Pak Yoyok menyatakan dukungan para penggiat penerapan nilai-nilai kebangsaan dan ini merupakan langkah sangat signifikan untuk disebarluarkan dari sabang sampai merauke baik di kota maupun di Desa untuk seluruh generasi untuk penanaman toleransi dari tingkat dasar sampai tingkat pendidikan tertinggi.
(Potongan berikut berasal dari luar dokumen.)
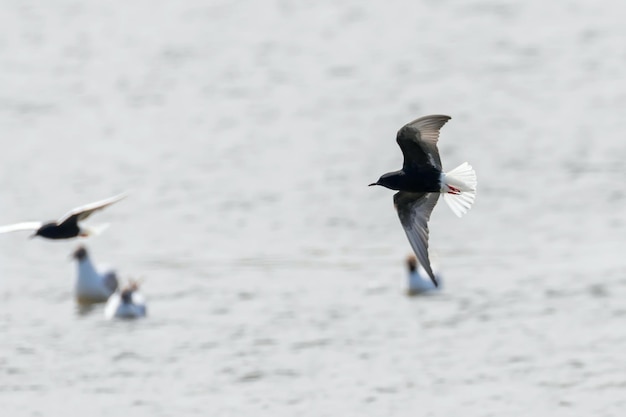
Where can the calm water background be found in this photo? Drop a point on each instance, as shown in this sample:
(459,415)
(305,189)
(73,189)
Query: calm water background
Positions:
(247,132)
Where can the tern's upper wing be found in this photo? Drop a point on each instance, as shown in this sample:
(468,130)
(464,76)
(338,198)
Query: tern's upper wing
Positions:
(418,141)
(20,226)
(82,212)
(414,210)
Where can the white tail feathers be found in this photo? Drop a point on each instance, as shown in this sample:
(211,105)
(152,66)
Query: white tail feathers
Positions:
(86,231)
(459,188)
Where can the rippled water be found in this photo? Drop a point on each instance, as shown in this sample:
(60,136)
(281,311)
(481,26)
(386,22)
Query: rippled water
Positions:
(247,133)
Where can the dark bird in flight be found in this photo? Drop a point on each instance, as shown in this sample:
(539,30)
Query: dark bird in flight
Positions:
(421,181)
(67,227)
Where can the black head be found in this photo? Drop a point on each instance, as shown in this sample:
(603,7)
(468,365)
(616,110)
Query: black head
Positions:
(411,263)
(53,230)
(45,230)
(391,180)
(80,253)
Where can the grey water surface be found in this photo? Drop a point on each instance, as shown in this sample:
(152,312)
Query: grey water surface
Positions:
(247,132)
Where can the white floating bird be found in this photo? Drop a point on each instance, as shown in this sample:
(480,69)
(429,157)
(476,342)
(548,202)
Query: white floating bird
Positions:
(126,304)
(67,226)
(419,280)
(92,286)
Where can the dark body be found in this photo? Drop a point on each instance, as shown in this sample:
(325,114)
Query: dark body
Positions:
(418,182)
(66,230)
(423,179)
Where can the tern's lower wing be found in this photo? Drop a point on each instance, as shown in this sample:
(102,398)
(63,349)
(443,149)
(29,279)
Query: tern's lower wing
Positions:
(82,212)
(20,226)
(414,210)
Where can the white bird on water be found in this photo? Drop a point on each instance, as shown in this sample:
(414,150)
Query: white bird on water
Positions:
(126,304)
(92,286)
(419,281)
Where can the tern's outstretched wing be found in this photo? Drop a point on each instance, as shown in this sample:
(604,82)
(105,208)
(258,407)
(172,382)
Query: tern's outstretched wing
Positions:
(20,226)
(414,210)
(418,141)
(82,212)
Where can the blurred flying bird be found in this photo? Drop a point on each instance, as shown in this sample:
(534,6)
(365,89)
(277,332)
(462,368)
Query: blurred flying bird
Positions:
(67,227)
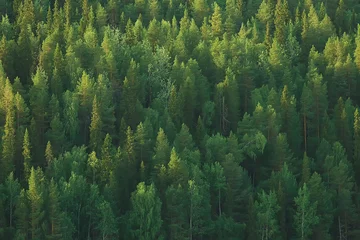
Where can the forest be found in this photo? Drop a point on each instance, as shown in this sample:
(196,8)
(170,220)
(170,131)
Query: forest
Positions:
(180,119)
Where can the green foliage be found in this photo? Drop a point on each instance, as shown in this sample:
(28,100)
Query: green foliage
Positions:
(144,219)
(172,119)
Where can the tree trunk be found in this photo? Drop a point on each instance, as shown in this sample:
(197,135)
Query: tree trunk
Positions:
(219,202)
(305,142)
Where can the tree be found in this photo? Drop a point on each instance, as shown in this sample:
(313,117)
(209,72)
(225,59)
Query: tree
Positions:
(12,191)
(306,101)
(266,209)
(162,150)
(8,144)
(108,222)
(107,155)
(177,170)
(144,218)
(56,134)
(200,10)
(36,202)
(281,18)
(305,217)
(216,21)
(96,134)
(39,99)
(27,155)
(54,211)
(357,145)
(22,216)
(216,178)
(176,212)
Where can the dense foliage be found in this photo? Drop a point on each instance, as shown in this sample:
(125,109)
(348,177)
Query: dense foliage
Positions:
(171,119)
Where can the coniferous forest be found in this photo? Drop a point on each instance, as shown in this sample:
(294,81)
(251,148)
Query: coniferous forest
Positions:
(180,119)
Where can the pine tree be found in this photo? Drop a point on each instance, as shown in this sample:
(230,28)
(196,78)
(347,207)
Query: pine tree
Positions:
(305,217)
(107,224)
(266,210)
(107,155)
(162,150)
(177,170)
(54,212)
(49,156)
(216,22)
(36,202)
(27,155)
(22,216)
(12,191)
(145,219)
(357,145)
(281,18)
(200,10)
(56,134)
(8,145)
(96,134)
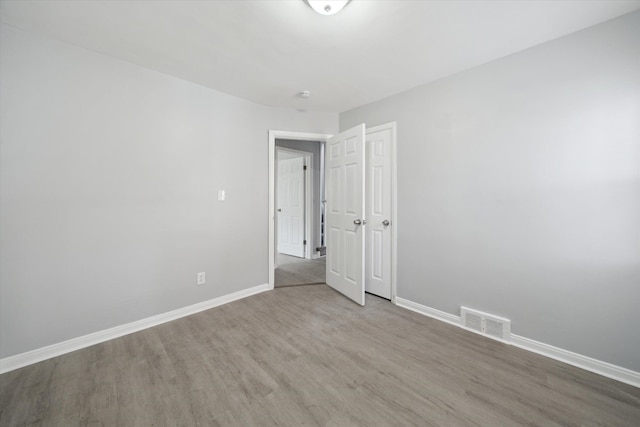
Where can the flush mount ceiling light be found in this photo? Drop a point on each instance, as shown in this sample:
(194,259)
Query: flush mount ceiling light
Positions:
(327,7)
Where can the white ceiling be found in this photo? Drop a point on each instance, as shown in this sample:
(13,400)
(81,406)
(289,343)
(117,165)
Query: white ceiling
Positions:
(269,50)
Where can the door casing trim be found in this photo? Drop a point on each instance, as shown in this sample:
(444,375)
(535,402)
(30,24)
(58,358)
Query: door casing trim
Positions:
(273,135)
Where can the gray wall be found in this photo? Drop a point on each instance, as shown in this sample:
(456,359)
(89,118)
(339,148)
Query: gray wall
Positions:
(309,147)
(519,190)
(109,179)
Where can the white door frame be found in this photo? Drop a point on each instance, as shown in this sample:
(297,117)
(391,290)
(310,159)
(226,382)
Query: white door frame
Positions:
(302,136)
(273,135)
(308,197)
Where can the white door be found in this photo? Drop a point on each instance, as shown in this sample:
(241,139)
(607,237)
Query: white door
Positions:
(378,210)
(344,183)
(290,206)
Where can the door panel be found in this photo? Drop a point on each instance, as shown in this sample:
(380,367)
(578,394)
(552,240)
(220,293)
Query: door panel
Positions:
(378,210)
(345,204)
(290,204)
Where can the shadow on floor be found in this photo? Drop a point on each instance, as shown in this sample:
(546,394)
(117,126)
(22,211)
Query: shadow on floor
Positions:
(293,271)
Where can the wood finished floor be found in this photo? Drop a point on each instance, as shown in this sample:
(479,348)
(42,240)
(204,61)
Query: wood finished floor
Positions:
(307,356)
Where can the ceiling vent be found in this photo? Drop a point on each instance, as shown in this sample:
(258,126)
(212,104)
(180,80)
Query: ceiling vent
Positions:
(495,327)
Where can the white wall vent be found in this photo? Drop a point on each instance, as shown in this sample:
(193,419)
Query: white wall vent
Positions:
(486,324)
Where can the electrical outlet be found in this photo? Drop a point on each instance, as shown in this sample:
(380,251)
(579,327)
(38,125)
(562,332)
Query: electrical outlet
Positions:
(201,279)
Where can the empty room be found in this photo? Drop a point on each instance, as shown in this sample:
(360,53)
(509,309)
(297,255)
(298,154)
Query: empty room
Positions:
(332,213)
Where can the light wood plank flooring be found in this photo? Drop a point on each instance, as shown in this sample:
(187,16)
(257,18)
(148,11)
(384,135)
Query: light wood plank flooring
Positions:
(305,355)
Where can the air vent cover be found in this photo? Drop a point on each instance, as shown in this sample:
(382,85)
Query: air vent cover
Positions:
(486,324)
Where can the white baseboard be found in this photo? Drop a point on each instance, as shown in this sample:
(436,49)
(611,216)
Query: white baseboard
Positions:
(605,369)
(38,355)
(428,311)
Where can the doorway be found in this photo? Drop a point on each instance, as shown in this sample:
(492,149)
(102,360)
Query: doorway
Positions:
(380,246)
(298,179)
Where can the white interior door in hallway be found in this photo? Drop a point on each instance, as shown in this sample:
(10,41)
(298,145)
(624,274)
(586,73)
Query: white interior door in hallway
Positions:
(380,192)
(344,186)
(290,202)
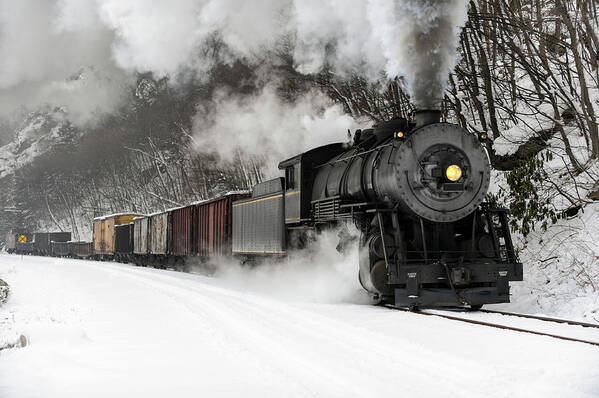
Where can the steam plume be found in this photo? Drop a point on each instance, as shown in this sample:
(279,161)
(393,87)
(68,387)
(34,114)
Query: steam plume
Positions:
(43,43)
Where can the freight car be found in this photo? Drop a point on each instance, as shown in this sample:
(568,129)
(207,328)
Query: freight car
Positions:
(42,241)
(104,234)
(200,230)
(60,249)
(81,249)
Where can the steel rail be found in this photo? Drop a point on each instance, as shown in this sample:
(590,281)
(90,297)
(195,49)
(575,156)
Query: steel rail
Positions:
(542,318)
(499,326)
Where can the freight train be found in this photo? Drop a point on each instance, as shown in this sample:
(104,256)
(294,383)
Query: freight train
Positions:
(414,189)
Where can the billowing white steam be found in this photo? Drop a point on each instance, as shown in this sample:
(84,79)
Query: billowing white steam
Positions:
(263,123)
(319,274)
(57,53)
(42,43)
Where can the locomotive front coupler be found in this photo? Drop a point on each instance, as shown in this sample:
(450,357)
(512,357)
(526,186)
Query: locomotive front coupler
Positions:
(422,285)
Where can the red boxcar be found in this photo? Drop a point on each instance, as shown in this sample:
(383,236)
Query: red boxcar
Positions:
(204,229)
(214,226)
(181,231)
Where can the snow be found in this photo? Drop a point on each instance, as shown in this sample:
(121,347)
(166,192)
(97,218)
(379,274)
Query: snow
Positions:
(561,269)
(100,329)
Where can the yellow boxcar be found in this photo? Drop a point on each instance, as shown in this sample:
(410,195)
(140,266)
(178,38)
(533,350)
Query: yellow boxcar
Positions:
(104,231)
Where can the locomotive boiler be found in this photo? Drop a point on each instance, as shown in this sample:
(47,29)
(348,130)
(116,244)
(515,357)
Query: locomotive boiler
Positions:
(416,192)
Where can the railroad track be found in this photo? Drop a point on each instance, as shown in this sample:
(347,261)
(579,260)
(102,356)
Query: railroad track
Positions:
(542,318)
(512,328)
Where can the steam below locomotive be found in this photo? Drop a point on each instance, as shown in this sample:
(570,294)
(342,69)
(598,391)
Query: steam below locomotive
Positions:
(416,192)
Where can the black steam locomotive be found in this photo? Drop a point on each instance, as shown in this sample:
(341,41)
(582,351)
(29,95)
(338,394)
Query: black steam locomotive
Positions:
(415,190)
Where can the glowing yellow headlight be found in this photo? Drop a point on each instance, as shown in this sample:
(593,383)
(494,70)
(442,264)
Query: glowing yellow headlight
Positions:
(453,172)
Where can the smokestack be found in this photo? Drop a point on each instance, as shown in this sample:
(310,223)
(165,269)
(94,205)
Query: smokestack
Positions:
(427,116)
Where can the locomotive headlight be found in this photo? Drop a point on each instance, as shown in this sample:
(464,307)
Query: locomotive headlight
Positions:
(453,173)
Seminar ini menjadi aksi simbolik dan politis: bahwa Pancasila harus kembali menjadi ideologi yang aktif, yang mampu menjawab tantangan zaman, bukan sekadar simbol administratif dalam teks negara. E-sertifikat, materi dan diskusi hanyalah instrumen; yang utama adalah semangat kolektif yang kembali menyala, menunjukkan bahwa, Pancasila belum mati, ia hanya menanti untuk dibangkitkan di ruang-ruang digital, sosial dan politik kita.